Thursday, May 7, 2009

They’re Over!

Twenty Seventh Day of March in our Lord’s year 2008. You may be wondering why I am expressing myself as if I am writing history. Well, for only one reason it was a historic day for my fellow crusaders of the tenth standard who bid adieu to turmoil and embraced a new phase in their lives. The board exam is an excruciating yet significant event which comes with god’s grace twice in a student’s life. In the course of this article I will attempt to make you think again about our education set up and the board exams.

Recent reports compiled by a Washington based think tank said that Indian students are among the brightest in the world but the education system has terribly failed to harness this potential and convert it into economic gains. As the industrial era draws to a close a new world order has set in with knowledge at the helm of its economy. Education and knowledge will replace high production as a pre requisite for economic prosperity.

It is more relevant today than ever before to demand for the latest in education. Let me bolster my argument by giving an example- if you apply for a job with Infosys Technologies and if you’re lucky enough to get it you need to undergo another year of training before you can join the company. So this means what you learnt at engineering school is not enough. This implies that education institutes are not teaching what one needs when one enters industry. It is high time we demand a revamp of the education system in this country.

The only grudge I have against the Central Board of Secondary Education is that it thinks examination is the only method of evaluation. It’s almost suicidal to believe that examination is evaluation rather than examinations being a component of evaluation. The world over, educationists are moving away from examination centric systems. New procedures for holistic evaluation are being devised in practically every country. We have almost frozen in time as far as education in India is concerned. I am unwilling to believe that we do not posses the capability to innovate new methods of evaluation. The present system according to me should be locked up in a museum for the future generations to learn from the mistakes of their predecessors.

The buzz word these days as the case is every year when the Board exams are on is ‘stress’. I implore you to see the present scenario. On the basis of the three hours a student is given to manifest his or her abilities on paper, his or her whole life is decided. From the job he gets, the salary he shall receive to his standing in society is decided by just two examinations.

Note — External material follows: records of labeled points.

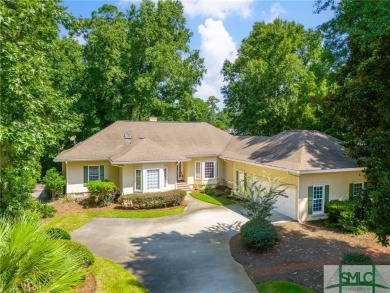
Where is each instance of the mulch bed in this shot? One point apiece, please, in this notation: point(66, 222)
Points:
point(303, 251)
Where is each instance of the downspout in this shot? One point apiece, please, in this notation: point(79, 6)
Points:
point(66, 164)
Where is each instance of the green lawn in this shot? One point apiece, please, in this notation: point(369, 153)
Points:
point(218, 200)
point(71, 222)
point(281, 286)
point(111, 277)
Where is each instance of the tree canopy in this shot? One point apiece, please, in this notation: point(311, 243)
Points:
point(278, 80)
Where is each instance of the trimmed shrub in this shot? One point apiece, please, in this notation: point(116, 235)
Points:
point(86, 256)
point(356, 259)
point(345, 215)
point(102, 192)
point(54, 183)
point(152, 200)
point(259, 233)
point(57, 233)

And an examiner needs to spend just 14 minutes to pass an unchallengeable judgment on your intellectual capabilities.

Taking the average human life at 65 years one will spend 569400 hours on earth. Interestingly, 569370 hours of your life depends on the 30 hours you spend giving board exams. So 0.0052% of your life determines the nature of your entire life. Now, if you don’t get stressed in these circumstances then I think you will be revered in temples across the nation.

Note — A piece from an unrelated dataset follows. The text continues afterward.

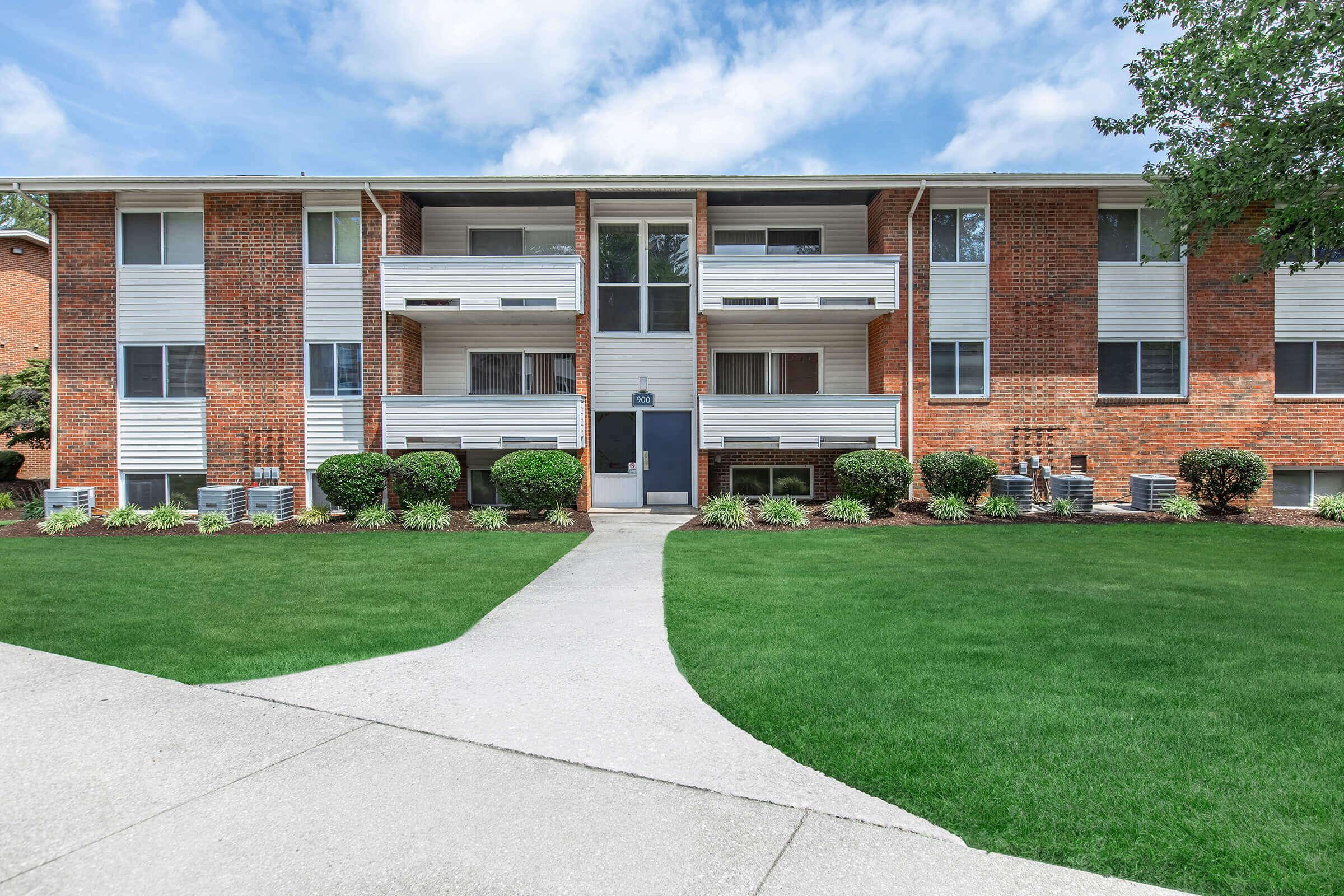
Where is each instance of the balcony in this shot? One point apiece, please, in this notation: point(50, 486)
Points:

The Central Board of Secondary Education can give the CIA a run for its money when it comes to secrecy. There is no transparency in the manner in which answer sheets are evaluated. Whenever questioned over transparency the Board conveniently says that it is not practical for it to provide the transparency the victims of the horrors of the board demand. The Tamil Nadu education board provides photocopies of a candidate’s answer scripts on demand and on the payment of postal costs. After which a student can raise his or her grievances with the Board. This defeats the very excuse the CBSE is trying to give all of us over the issue of transparency.

In conclusion I would say the Board Examination is the largest form state sanctioned terrorism in the world even larger than what the al- Qaeda had unleashed with 9/11. The CBSE must be tried for Crimes Against Humanities in The Hague. Last but not the least we need to come together in order to arm twist our dear elected representatives to initiate change in this sphere.


  1. The Indian education system is desperately in need for change. We are still following standards and procedures that are almost as ancient as India itself. There is a widely felt need for change in methodology of teaching and our curriculum needs to be restructured to meet the needs of an emerging India. More importantly, the examinations need to be made transparent. It is a student's right to know where he has erred. Yet we are kept in the dark, with regard to our answer sheets. Lastly, students study so hard for their exams and see it as important. Yet more often than not, there is some or the other problem with the paper. This ranges from inane spelling mistakes to questions that were not supposed to be asked at all. If the student can be responsible then why can't the Board be too? The only way change can come, is through pushing for legislative reforms. We should all try and get our representatives to lend us an ear and make our voices heard – for the sake of future generations of students.

  2. I completely agree with you. It's pathetic to have to live the rest of your life on the 3 hours in which you might have aced or ruined a paper. Plus, it is impossible to evaluate a students potential by just seeing if he's written exactly as the books which you wrote in the first place. You're rubbing your views and sequence of events rather than giving a child a chance to express his views on the subject.